Why Sears, with its catalog network, didn’t mimic Amazon and the other online sellers is beyond me. Their traditional strengths were in appliances and tools. American consumers still buy these, just not at Sears. It just seems that they lost their niche and wandered around for the past 40 years without a decent strategic focus on what they are and the customer segment that they serve.
Has this guy been in Sears in the last five years? Sears failed because Sears is a crappy store.
(Interesting about the kidnapping, though. What’s with that??)
I don't like Rand. I don't like Salon either, which is making a wrong headed attack on Reagan.
The downfall of Sears started when Martinez tried to run it like a socialist state. Lampert was the reaction. What Martinez failed to understand is that he couldn’t pay his employees next to nothing, and then share their commissions with all the other underpaid workers to create a big, happy family.
Sears was a slow suicide. Kenmore used to be a great brand in the 60’s. When you bought one it lasted forever. Now in an effort to cut costs they charge more for an inferior product. I was a Sears buyer until one time I bought a dehumidifyer it didn’t work right out of the box. they made me take it to the repair center and told me it would take three months to fix. I live in the. East so summer would be over and I wouldn’t need it then. I made them fix it sooner but never again would I buy from s Sears.
Could we please not post raging communist bull from Salon?
Seriously, if I wanted to read a piece of Trotskyist fantasy fiction set in modern day America I’d be browsing MSNBC.
You have posted a thought provoking piece. Good work.
Ayn Rand, whatever her philosophy, seems to have influenced this CEO.
The dangers of Ayn Rand have always been its atheism.
Any ethical system divorced from God and obligations to God, and focused on either pure self-interest or altruism, are ultimately unfruitful.
Only God blesses dignity and growth.
Like most liberal clap-trap, the author confuses "cause" with "effect".

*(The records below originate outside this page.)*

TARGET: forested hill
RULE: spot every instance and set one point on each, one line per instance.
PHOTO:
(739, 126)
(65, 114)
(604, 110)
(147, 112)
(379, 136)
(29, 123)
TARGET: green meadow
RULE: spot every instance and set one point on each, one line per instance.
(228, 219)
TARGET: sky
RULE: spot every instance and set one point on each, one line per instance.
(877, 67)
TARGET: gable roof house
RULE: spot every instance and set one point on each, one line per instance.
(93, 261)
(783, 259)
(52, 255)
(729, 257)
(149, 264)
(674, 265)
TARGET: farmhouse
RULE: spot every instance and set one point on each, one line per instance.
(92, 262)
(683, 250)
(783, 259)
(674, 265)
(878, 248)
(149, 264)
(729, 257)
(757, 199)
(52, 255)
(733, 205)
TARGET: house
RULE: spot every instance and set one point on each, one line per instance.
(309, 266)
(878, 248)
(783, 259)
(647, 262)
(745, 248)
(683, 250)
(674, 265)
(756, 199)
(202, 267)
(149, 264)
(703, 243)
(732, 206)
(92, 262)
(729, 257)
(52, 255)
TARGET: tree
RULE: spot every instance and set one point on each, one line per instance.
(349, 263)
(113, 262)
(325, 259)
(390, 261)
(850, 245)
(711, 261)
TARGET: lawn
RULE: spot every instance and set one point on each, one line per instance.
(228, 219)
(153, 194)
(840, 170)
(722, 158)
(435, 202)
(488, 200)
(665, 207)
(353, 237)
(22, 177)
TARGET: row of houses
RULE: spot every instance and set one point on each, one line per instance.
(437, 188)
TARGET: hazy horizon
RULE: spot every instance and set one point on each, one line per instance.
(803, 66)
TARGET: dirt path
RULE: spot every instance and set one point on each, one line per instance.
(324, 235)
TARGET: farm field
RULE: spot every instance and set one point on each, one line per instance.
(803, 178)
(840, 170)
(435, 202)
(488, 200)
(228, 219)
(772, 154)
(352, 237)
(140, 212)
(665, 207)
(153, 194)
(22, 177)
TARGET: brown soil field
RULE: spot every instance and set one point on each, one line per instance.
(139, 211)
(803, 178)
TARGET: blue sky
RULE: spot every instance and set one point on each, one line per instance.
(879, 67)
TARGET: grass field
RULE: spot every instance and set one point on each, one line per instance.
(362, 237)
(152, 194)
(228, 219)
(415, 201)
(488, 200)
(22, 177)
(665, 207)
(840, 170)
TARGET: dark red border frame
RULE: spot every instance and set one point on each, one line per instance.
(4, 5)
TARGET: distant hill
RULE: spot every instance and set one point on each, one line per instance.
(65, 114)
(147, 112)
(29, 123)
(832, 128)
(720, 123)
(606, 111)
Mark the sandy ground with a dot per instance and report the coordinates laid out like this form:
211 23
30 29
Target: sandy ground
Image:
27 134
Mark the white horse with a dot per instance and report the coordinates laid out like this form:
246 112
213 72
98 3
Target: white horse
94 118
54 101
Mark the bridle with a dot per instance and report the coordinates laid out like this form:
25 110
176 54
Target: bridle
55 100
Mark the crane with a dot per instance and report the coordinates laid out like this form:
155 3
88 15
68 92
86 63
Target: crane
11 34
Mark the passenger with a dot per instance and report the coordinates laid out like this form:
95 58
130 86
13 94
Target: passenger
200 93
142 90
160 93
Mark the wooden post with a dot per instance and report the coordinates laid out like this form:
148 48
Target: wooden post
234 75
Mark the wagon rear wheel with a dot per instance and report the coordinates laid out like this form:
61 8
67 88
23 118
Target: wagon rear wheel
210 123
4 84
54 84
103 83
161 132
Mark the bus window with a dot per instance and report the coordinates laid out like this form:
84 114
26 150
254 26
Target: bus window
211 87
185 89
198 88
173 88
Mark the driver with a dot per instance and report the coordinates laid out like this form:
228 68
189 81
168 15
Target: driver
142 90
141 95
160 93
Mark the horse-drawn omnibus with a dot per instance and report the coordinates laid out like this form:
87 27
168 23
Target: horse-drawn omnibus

Getting bigger is the reward for doing things correctly. You continue to take business away from competitors who make mistakes until you dominate the markets that you are in. If you try to get bigger by buying weak competitors and then continue their weak practices, then you will lose your shirt.
Also from the article: "Myth: Self-interest is the greatest virtue"
In this section the author faults Lampert for dividing the business into smaller business units. I worked decades for a company which organized itself in that manner from the get-go and was incredibly successful. It's not wrong to manage parts of your business as smaller businesses with the ability to succeed despite the failure of other business units. The object, however, is NOT to have them competing for the same customers or resources. They must all be able to be successful at the same time or else you have mis-organized them.
Finally, the article proposes: "Myth: Greed always wins".
Liberals love the word "greed" because in invokes images of one person denying wealth to another person. The opposite presumably is "generosity", implying that one succeeds in business by giving things away. Liberals never seem to understand that business is NOT a zero-sum game. In a capitalist system, the seller and the buyer both benefit from the transaction. If they don't both benefit then one of them is a fool or the game has been rigged by the government.
You didn’t read my post.
The “house of cards” is objectivism and atheism.
I didn’t say anything about economics.
Thanks, I didn't know that. That's the last time I listen to a Hitler symphony!!!